How to turn self-doubt into an asset

Self-doubt is a painfully common experience for a business owner. From hitting “publish” on a post to developing a new product to holding your hundredth discovery call, even C-level executives have been quoted expressing a continued struggle with feeling like a fraud. The struggle is so real that all the way back in the late-70’s researchers Pauline Clance and Suzanne Imes gave it a name –> Impostor Phenomenon. It is now estimated that around 70% of people will experience impostor phenomenon at least once.


As a business owner, there’s good reason to feel like a fraud. As you seek to grow and you step into roles you never imagined for yourself, personal growth becomes mandatory. On a near-daily basis (depending on where you are in your business) you are operating at the edges of your capabilities — an intensely vulnerable place to be. Unfortunately, without an effective response to self-doubt, you can find yourself losing motivation, drooping in creativity, and spending a lot of time on stuff that doesn’t really help your business.

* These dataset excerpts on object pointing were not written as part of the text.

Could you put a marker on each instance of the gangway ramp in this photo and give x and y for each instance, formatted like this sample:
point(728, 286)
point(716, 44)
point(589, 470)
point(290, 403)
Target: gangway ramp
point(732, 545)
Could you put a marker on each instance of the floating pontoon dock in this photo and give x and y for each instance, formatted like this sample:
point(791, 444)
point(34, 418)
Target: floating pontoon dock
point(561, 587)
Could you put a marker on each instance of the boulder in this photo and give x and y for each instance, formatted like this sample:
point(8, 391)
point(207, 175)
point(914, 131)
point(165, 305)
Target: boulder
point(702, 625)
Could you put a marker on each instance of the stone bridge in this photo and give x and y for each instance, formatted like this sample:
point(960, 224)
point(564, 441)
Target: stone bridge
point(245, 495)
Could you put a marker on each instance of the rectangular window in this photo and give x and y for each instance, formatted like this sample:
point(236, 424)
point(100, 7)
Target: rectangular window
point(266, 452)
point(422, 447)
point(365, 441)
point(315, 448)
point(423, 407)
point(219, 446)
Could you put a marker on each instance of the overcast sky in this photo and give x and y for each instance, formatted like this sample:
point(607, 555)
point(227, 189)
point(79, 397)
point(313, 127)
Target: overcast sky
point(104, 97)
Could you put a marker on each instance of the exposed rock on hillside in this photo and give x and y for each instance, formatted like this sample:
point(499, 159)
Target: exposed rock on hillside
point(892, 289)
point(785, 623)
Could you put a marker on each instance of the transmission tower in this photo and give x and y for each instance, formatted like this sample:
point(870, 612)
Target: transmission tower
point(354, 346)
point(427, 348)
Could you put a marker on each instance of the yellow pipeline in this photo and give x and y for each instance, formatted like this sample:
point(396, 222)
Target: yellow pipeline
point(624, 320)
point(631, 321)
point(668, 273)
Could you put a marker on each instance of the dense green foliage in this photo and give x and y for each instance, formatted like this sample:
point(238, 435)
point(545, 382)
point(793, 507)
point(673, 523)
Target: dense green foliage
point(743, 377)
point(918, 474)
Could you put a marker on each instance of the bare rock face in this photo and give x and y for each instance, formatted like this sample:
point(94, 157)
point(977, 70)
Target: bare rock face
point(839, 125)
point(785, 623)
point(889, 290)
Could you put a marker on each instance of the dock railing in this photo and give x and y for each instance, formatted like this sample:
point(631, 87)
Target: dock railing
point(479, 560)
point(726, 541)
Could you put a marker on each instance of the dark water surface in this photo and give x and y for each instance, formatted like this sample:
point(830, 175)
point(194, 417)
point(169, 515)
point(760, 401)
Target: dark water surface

Because doubting yourself is so common and so problematic, this post is all about how to see your self-doubt in a new light. And because I want you to effectively step into your business and keep pushing the edges of your comfort zone, I’ve made a cheat sheet for you to keep on hand for when self-doubt strikes. We’re in this together, ok?

Self-doubt gets a bad rap. But you're the boss of your brain so you get to decide -- will self-doubt crush you? Or will you put in the effort to turn it into an asset? Creatives, bloggers, and business owners rely on creativity + productivity to make a living - unchecked self-doubt derails both. So read on and download the free cheat sheet so you can get started using your self-doubt to your advantage. More at

Pin that image for later, friend! Or click here to pin directly from Pinterest!

What science says about self-doubt

Clance and Imes describe impostor phenomenon as a feeling of “phoniness in people who believe that they are not intelligent, capable or creative despite evidence of high achievement.” What they saw happening in the women they were studying was that despite great capability and high motivation for achievement, they lived in fear of being “found out.” Sound familiar? Yea, me too.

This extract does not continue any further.